Was wird für Sie anders?
Ich hoffe, dass ich mehr Zeit habe. Für die Menschen, auch für mich. Wenn ich als Leiter der Bahnhofsmission mit zehn Menschen am Tag intensiv spreche und auch noch ein paar andere Dinge mache, vom Urlaubsplan bis zum Mitarbeitergespräch – dann sind da noch 50 andere, für die ich keine Zeit habe.
Gehen Sie mit Wehmut?
Einerseits ja, natürlich. Andererseits bin ich ja, glaube ich, sozusagen der Typ „Lucien Favre“. Der ist immer dann gut, wenn er eine neue Mannschaft übernimmt, kann gut aufrütteln und neuen Antrieb geben. Aber danach – nun ja. Ich glaube, ich habe die Bahnhofsmission sozusagen auch gut wach gerüttelt. Aber inzwischen ist die Einrichtung so groß und vielfältig, dass ihre Leitung andere oder zusätzliche Talente erfordert. Ich bin sicher, dass mein Nachfolger Willi Nadolny diese Herausforderungen sehr souverän meistern wird. Er hat bisher ohnehin schon viele Aufgaben erfolgreich übernommen.

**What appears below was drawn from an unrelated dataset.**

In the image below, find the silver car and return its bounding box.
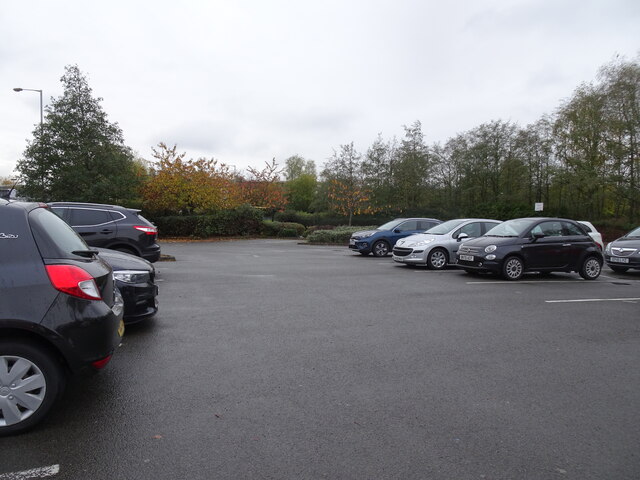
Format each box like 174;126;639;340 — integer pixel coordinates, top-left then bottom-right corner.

Wie kam es zu Ihrem Wechsel?
Ich bin jetzt 61, seit 26 Jahren bei der Stadtmission. Angefangen habe ich in der Wohnhilfe am Chamissoplatz, habe dann mehrfach neue Aufgaben übernommen. Nach zehn Jahren in der Bahnhofsmission ist es gut, noch einmal etwas anderes zu machen. Aber es ging auch darum, welche Aufgaben ich in meinem Alter noch übernehmen kann und will. Denn ich habe einen guten Arbeitgeber, der auch nach altersgerechtem Arbeiten fragt. Insofern bin ich froh, wenn meine Tage nicht mehr so lang sind – manchmal von 5 Uhr früh bis abends. Wenn ich jetzt abends zu einem Bürgerforum oder einem Treffen mit Politikern gehe, fange ich mit der Arbeit einfach erst nachmittags an...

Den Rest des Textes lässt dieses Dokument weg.